今日の案内所・訪問客のカトウさん

 今日、東京は午後から冷たい雨。そんな中を、
 「電車から、高田馬場を通るたびに、いつも看板は見ていて、寄ろうかなって思っていてね〜。」と訪ねてくれたカトウカネユキさん・76歳。
 聞くと、ヤマギシの第2回特講を受講して、三重の春日山実顕地にも何年かいたと言う。
 1958年頃に東京に戻ってきて、現在は八王子市に住んでいるらしい。
 「昔の案内所は、駅の向こうのホームの脇にあってね。その頃はドイさんがいたなあ。」と、かなり昔の話を始めた。
 「もう、50年も前の話だよ。僕は豊里実顕地ができた頃には東京に戻っていたもの。」と話ながら、いろいろな人の名前が飛び出す。
 名前を聞いて「その人は春日山で元気ですよ。」「その人は亡くなりましたね。」「その方は山岸巳代蔵全集の中には出てきますが、僕は分かりません。」などと答えるたびに、
 「そうか、そうか、そうだろうな。」などと言いながら、当時の話を聞かせてくれた。
        
 三重のヤマギシの村から東京に戻って、私鉄会社に入り長年勤めて、そこを定年になってからは幼稚園の園児送迎バスの運転手を今年の3月までやっていたと言う。

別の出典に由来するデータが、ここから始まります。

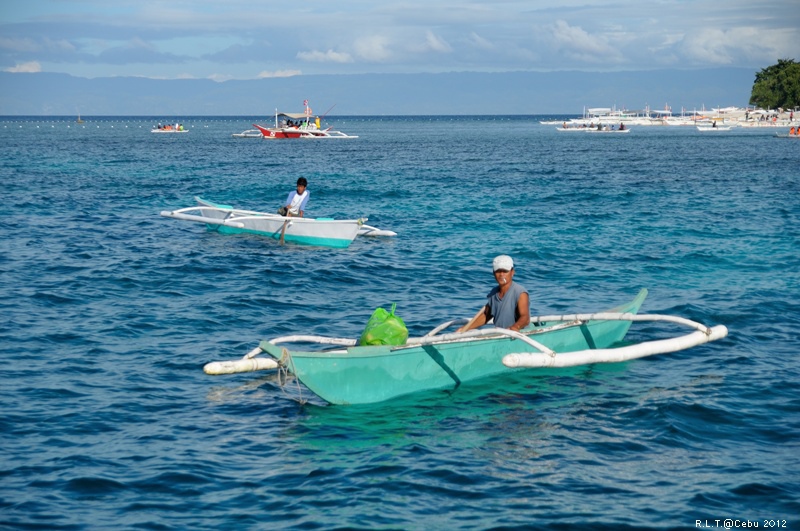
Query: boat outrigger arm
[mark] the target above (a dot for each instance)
(545, 357)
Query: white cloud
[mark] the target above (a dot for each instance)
(30, 67)
(578, 44)
(374, 48)
(435, 43)
(325, 57)
(479, 42)
(279, 73)
(714, 46)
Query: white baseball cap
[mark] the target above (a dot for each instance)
(502, 262)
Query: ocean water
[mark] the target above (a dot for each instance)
(108, 313)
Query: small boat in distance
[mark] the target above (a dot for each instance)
(341, 372)
(250, 133)
(323, 232)
(711, 128)
(299, 125)
(169, 128)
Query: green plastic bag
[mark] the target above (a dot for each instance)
(384, 328)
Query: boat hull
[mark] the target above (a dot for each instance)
(324, 232)
(362, 375)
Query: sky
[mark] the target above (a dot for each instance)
(251, 39)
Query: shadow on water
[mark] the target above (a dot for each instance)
(511, 403)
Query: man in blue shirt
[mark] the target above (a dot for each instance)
(508, 303)
(296, 201)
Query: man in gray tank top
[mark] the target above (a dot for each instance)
(508, 303)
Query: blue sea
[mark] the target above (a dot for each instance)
(109, 311)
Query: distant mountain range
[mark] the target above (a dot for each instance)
(467, 93)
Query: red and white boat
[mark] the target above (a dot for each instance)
(299, 125)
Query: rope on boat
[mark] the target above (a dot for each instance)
(285, 366)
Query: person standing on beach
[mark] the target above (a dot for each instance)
(508, 303)
(296, 201)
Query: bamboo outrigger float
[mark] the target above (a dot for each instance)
(351, 374)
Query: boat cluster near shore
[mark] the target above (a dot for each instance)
(727, 117)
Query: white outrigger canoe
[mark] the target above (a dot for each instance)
(325, 232)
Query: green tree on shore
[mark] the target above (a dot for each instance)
(777, 86)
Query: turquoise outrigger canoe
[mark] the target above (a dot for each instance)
(352, 374)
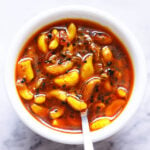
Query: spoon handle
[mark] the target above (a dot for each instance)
(88, 145)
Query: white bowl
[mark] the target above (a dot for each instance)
(87, 13)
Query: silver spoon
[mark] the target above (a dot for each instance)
(88, 145)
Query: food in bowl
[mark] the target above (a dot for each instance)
(72, 65)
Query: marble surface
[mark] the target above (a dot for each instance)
(14, 135)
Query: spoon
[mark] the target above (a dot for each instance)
(88, 145)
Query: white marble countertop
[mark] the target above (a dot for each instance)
(14, 135)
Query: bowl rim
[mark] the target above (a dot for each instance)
(139, 66)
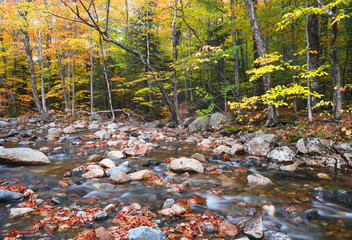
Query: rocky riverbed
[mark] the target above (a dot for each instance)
(91, 179)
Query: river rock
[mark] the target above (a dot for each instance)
(118, 168)
(258, 179)
(6, 195)
(146, 233)
(254, 227)
(116, 155)
(313, 147)
(199, 124)
(186, 165)
(281, 154)
(119, 177)
(216, 119)
(345, 149)
(261, 145)
(102, 234)
(23, 156)
(94, 158)
(94, 173)
(96, 117)
(107, 163)
(273, 235)
(227, 230)
(140, 175)
(19, 212)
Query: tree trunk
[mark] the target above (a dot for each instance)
(41, 68)
(314, 52)
(335, 70)
(91, 73)
(262, 51)
(32, 73)
(235, 54)
(309, 99)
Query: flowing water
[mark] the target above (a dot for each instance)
(226, 191)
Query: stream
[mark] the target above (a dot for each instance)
(300, 212)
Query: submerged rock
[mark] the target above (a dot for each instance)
(23, 156)
(19, 212)
(6, 195)
(186, 165)
(257, 179)
(146, 233)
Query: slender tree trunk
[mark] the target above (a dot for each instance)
(262, 51)
(335, 70)
(235, 54)
(41, 68)
(175, 42)
(107, 80)
(32, 73)
(3, 76)
(91, 73)
(314, 52)
(309, 100)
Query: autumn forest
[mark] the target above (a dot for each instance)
(175, 58)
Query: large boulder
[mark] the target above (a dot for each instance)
(313, 147)
(199, 124)
(23, 156)
(261, 145)
(216, 119)
(6, 195)
(281, 154)
(345, 150)
(146, 233)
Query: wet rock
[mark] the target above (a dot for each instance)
(216, 119)
(23, 156)
(19, 212)
(107, 163)
(273, 235)
(100, 215)
(200, 157)
(186, 165)
(102, 234)
(227, 230)
(118, 168)
(237, 148)
(258, 179)
(313, 147)
(269, 209)
(140, 175)
(96, 117)
(261, 145)
(6, 195)
(119, 177)
(94, 158)
(199, 124)
(254, 227)
(323, 175)
(168, 203)
(345, 149)
(289, 168)
(146, 233)
(116, 155)
(281, 154)
(94, 173)
(142, 149)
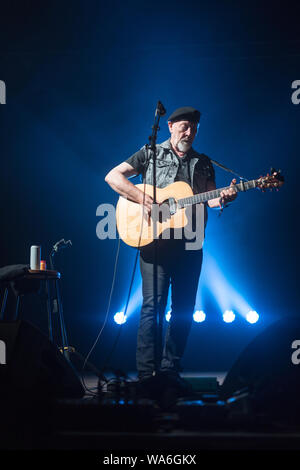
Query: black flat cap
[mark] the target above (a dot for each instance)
(187, 113)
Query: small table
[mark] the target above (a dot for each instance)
(46, 276)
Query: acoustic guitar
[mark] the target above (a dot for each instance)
(136, 230)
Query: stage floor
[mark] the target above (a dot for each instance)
(202, 422)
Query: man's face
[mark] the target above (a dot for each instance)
(182, 134)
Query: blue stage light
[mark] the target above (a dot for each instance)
(199, 316)
(228, 316)
(120, 318)
(252, 316)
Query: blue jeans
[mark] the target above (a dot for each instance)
(182, 269)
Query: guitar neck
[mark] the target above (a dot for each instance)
(207, 196)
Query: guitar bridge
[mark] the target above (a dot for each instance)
(172, 205)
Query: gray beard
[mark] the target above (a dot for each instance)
(183, 146)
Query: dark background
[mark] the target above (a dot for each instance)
(83, 79)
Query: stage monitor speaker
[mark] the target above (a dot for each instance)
(269, 367)
(30, 363)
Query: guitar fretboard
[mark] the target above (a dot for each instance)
(207, 196)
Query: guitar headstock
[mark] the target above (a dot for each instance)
(273, 180)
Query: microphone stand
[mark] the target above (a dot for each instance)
(160, 111)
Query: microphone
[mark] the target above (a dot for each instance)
(160, 109)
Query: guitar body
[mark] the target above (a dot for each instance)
(135, 230)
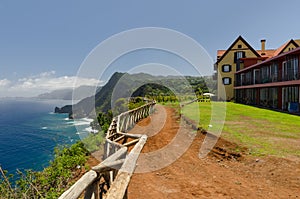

 元気はつらつ。コートを脱でカーデガン姿になった時、案内所の女性達は「おしゃれ〜、若い〜い。」と・・・。
 「今は、もう年金生活だよ。」と言いながら、
 「ヤマギシにいた頃は若かったなあ〜」と、微笑む笑顔が印象的なカトウカネユキさんだった。

 会の機関紙「けんさん」に連載中の「あの人を訪ねて」に、最近掲載したフジオカさんやヤマモトさん、ヤマドリさんを知っているというので、帰り際にお渡しする。
 「ヤマギシの中で、僕を知っている人も少なくなったろうな〜。」と呟きながら、手を振ってエレベーターに乗って帰って行った。
 この人の中には、山岸巳代蔵も、50年前の春日山での出来事も、しっかりと心の中で生きていると思った。